Abstract

The biodistribution of colloidal carriers after their administration in vivo depends on the adsorption of some plasma proteins and apolipoproteins on their surface. Poly(methoxypolyethyleneglycol cyanoacrylate-co-hexadecylcyanoacrylate) (PEG-PHDCA) nanoparticles have demonstrated their capacity to cross the blood-brain barrier (BBB) by a mechanism of endocytosis.

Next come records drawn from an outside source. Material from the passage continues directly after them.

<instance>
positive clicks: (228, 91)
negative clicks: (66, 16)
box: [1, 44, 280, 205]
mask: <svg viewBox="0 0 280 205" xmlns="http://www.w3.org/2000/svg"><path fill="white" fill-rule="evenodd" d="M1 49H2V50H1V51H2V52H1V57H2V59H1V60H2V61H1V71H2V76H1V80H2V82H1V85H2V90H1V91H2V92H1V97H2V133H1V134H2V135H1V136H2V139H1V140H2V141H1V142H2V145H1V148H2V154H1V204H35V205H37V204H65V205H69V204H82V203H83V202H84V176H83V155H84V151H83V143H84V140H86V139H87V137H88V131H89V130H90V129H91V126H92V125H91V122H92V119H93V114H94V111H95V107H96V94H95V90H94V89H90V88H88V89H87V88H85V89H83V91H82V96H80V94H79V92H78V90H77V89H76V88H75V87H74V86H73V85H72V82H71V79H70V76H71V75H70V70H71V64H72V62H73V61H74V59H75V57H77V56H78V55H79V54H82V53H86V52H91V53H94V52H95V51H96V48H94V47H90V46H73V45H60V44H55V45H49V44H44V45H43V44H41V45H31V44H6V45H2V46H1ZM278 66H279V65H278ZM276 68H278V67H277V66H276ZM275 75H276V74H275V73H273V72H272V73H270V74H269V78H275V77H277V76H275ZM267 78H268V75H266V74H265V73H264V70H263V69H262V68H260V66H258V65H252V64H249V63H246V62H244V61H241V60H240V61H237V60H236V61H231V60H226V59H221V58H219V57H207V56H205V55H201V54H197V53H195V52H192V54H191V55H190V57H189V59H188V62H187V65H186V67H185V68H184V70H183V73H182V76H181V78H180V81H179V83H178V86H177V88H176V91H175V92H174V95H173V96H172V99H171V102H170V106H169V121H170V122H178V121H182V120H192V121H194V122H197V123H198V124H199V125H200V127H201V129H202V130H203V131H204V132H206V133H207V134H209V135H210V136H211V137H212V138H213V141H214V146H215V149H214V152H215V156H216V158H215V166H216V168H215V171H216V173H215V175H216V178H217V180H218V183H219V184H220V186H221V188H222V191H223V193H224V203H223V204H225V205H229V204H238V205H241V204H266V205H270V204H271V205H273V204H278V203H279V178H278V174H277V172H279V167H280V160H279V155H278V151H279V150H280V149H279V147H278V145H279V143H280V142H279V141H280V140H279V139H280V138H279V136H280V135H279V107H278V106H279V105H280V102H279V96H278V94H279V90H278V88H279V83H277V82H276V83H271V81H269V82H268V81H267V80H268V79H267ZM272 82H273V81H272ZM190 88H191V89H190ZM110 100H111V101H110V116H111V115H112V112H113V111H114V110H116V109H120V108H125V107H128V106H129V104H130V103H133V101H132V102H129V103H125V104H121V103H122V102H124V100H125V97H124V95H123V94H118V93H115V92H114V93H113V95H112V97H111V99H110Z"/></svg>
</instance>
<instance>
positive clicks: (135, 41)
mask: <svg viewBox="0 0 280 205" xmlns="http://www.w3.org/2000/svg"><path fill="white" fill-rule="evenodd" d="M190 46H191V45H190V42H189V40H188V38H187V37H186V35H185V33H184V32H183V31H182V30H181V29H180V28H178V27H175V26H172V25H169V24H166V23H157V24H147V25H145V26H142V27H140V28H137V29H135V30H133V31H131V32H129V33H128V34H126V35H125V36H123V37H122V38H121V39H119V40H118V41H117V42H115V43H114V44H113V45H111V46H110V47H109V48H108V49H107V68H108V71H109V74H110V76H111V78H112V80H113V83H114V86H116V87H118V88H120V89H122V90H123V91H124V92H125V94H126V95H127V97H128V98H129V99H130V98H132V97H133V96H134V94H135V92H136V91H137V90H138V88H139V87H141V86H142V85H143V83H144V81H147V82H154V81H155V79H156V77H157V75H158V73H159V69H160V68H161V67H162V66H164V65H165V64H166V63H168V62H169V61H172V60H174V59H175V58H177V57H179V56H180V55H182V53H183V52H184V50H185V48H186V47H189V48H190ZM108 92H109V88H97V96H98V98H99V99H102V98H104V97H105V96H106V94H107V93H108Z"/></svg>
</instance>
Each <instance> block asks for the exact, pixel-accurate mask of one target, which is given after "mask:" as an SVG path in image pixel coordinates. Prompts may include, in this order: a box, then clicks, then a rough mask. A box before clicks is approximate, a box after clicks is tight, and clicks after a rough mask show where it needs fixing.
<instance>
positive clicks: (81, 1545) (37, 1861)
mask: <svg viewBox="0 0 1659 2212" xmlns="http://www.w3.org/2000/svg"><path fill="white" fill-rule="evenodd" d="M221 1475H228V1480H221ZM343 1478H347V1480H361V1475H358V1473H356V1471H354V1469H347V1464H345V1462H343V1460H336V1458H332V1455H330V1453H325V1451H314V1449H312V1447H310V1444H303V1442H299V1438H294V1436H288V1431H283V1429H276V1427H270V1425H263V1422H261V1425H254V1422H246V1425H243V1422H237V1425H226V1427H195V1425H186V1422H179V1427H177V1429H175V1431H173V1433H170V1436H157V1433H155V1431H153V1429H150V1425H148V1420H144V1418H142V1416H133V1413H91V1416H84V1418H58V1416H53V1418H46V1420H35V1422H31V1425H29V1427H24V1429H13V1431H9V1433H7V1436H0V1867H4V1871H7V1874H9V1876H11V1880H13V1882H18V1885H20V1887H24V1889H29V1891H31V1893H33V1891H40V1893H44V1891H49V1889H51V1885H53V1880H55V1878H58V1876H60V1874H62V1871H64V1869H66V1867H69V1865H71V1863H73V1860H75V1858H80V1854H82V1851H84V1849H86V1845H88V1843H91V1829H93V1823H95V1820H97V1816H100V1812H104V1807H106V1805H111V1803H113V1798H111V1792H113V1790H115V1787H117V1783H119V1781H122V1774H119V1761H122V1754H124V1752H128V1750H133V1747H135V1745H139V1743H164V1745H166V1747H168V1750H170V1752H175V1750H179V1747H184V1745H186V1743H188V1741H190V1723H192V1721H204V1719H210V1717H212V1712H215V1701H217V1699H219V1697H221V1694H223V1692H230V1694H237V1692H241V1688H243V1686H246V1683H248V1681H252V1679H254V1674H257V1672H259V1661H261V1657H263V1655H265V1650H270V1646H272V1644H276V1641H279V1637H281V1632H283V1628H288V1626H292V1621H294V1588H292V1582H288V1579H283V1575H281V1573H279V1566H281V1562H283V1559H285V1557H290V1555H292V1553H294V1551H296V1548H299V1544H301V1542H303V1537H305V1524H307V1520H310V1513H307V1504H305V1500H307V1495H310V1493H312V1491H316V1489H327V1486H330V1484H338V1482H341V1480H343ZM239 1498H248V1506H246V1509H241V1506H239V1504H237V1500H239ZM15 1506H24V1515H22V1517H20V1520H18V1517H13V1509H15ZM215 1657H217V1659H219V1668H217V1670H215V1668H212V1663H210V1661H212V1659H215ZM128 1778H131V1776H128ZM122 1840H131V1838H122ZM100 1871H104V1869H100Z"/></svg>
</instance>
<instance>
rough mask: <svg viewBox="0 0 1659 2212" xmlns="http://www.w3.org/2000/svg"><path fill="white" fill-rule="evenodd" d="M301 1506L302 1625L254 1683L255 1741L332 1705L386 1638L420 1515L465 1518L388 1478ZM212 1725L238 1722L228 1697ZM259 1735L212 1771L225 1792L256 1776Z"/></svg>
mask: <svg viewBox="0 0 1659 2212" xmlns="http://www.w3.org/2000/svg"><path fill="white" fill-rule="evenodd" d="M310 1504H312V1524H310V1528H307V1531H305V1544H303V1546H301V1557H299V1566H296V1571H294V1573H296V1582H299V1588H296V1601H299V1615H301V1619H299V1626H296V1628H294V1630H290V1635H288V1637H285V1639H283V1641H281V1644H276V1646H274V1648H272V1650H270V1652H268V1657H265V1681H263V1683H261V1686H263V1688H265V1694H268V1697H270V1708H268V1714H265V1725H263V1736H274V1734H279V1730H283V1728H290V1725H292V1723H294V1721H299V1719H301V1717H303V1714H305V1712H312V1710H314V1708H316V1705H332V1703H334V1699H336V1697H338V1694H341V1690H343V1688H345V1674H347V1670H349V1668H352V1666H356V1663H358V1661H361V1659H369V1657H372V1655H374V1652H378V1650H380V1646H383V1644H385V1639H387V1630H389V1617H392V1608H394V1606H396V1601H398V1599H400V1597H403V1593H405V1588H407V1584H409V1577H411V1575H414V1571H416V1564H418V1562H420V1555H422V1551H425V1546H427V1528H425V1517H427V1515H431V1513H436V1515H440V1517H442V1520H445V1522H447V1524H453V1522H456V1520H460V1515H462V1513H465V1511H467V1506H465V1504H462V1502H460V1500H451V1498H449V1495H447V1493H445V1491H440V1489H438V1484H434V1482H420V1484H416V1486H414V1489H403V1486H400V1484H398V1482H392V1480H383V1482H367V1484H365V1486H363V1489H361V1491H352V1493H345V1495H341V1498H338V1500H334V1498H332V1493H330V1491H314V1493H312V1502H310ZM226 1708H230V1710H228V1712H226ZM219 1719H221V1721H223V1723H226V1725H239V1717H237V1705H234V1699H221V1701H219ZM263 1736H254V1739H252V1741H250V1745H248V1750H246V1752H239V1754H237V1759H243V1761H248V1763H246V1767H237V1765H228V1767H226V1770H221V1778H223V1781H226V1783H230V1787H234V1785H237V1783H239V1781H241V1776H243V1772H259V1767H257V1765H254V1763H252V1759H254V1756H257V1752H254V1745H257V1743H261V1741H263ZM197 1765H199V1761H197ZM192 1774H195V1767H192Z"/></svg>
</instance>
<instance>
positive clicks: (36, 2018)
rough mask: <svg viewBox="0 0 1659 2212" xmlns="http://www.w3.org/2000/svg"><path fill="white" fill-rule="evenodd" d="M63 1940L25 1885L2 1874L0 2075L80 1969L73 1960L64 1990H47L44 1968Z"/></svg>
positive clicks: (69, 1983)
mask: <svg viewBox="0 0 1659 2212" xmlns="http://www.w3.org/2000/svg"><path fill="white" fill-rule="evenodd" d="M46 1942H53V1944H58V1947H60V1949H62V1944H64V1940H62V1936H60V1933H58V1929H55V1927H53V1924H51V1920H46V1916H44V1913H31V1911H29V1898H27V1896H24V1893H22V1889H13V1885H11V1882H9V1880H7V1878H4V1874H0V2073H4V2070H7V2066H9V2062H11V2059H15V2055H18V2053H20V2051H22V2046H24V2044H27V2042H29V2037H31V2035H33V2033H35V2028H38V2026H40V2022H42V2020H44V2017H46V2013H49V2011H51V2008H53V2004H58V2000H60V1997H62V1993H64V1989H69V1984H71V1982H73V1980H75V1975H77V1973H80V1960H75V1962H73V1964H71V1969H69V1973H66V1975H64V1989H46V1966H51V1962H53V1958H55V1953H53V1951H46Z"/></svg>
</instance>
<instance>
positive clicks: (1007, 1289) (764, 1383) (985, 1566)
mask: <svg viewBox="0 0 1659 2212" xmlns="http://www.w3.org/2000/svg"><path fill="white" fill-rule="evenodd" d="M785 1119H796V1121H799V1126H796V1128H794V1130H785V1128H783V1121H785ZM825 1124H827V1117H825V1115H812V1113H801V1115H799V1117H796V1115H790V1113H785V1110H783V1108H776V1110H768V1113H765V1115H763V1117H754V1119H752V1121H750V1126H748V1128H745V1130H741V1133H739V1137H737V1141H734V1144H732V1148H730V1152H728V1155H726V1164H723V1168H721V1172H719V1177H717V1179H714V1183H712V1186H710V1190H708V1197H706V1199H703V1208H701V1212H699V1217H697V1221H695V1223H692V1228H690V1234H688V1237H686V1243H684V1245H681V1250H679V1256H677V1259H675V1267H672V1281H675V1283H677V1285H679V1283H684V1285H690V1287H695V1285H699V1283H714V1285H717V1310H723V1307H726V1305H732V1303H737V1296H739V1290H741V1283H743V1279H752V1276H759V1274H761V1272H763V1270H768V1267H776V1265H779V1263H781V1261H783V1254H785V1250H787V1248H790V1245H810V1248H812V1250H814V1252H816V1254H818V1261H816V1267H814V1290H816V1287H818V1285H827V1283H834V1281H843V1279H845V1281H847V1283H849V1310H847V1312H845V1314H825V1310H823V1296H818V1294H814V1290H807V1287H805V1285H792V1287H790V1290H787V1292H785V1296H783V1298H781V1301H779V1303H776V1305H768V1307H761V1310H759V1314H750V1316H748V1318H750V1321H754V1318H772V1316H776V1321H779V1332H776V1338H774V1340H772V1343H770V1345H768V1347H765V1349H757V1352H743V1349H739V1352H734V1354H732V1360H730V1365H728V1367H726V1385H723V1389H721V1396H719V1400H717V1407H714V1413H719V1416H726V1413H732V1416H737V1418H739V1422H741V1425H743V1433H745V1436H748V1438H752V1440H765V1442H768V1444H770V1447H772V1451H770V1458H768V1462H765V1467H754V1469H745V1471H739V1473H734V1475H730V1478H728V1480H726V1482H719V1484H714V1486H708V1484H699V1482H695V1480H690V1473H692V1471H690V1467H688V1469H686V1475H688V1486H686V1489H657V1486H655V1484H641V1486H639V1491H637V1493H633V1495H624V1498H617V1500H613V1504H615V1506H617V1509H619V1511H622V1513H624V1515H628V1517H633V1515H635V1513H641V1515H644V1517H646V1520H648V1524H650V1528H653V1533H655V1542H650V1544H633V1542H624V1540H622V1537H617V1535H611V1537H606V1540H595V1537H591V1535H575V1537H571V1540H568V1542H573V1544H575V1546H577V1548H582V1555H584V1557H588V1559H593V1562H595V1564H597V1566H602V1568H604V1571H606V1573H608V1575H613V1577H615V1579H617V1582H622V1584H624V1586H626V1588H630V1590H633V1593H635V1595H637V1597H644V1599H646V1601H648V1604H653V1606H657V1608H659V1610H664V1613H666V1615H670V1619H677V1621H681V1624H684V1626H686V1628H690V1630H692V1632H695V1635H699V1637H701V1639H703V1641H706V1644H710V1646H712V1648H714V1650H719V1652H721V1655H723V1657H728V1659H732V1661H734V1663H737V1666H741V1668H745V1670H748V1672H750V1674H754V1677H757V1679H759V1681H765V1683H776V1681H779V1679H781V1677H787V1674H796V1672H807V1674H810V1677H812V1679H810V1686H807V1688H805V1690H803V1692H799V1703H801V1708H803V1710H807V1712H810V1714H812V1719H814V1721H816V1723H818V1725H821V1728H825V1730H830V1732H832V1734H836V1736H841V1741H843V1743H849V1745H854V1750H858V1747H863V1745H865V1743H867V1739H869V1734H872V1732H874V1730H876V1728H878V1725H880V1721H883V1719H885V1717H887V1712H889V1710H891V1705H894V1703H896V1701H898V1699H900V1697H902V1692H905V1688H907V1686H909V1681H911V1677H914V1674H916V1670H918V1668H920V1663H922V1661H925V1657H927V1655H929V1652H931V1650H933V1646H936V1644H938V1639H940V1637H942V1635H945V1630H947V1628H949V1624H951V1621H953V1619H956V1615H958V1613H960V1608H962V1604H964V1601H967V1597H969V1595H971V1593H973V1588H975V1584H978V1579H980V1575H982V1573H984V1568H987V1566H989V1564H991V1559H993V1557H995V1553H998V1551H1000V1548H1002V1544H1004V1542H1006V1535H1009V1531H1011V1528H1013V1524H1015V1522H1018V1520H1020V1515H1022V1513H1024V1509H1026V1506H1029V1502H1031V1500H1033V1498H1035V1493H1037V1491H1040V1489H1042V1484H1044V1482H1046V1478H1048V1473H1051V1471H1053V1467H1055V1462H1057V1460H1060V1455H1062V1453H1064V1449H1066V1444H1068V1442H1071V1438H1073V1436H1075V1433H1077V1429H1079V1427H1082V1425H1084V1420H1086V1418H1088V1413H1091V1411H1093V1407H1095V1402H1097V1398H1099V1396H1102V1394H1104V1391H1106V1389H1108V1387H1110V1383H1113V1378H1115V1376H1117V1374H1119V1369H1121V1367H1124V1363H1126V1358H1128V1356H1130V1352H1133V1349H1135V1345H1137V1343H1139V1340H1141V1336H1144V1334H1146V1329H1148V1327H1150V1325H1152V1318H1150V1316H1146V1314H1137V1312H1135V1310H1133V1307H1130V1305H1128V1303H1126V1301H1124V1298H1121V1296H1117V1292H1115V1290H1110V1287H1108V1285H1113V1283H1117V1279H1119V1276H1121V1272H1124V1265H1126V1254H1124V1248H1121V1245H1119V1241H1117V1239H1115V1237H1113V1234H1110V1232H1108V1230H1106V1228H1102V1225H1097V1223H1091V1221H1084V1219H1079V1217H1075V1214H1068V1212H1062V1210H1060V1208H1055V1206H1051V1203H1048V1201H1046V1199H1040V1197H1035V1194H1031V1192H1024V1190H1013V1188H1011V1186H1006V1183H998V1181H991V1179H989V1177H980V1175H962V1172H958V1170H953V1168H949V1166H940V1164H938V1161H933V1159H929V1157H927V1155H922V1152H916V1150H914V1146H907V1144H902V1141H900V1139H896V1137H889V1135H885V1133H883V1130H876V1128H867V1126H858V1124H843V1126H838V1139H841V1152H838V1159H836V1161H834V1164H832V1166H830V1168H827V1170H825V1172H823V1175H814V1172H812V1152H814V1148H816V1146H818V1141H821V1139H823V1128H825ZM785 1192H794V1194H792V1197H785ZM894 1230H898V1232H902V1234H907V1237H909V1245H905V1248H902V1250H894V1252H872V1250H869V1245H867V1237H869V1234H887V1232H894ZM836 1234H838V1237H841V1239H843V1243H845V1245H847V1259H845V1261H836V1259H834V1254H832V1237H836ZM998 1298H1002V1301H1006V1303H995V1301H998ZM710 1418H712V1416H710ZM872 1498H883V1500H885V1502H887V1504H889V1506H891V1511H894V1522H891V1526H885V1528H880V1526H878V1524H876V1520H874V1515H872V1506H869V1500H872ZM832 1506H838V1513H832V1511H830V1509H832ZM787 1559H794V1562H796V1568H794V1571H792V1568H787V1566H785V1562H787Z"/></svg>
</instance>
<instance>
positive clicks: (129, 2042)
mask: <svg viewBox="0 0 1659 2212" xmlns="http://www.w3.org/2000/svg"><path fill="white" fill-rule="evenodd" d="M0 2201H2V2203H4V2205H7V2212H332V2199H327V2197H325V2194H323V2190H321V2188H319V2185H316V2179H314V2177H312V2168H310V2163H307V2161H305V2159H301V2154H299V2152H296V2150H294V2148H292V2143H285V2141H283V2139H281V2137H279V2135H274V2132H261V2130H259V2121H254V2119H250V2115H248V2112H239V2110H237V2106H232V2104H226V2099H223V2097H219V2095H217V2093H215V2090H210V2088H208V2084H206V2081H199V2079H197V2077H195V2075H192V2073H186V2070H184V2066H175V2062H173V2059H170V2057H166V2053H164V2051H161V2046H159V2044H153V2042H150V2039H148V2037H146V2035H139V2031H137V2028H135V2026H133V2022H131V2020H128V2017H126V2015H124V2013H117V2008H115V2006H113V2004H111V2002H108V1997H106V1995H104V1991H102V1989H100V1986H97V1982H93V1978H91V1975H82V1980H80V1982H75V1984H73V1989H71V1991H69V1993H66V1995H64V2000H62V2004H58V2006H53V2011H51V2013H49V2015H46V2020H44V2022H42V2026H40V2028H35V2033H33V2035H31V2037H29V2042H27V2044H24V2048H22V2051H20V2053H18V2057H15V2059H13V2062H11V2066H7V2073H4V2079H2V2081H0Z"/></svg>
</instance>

In order to clarify this mechanism at the molecular level, proteins and especially apolipoproteins adsorbed at the surface of PEG-PHDCA nanoparticles were analyzed by complementary methods such as CE and Protein Lab-on-chip in comparison with 2-D PAGE as a method of reference. Thus, the ability of those methodologies to identify and quantify human and rat plasma protein adsorption onto PEG-PHDCA nanoparticles and conventional PHDCA nanoparticles was evaluated. The lower adsorption of proteins onto PEG-PHDCA nanoparticles comparatively to PHDCA nanoparticles was evidenced by 2-D PAGE and Protein Lab-on-chip methods. CE allowed the quantification of adsorbed proteins without the requirement of a desorption procedure but failed, in this context, to analyze complex mixtures of proteins. The Protein Lab-on-chip method appeared to be very useful to follow the kinetic of protein adsorption from serum onto nanoparticles; it was complementary to 2-D PAGE which allowed the identification (with a relative quantification) of the adsorbed proteins. The overall results suggest the implication of the apolipoprotein E in the mechanism of passage of PEG-PHDCA nanoparticles through the BBB.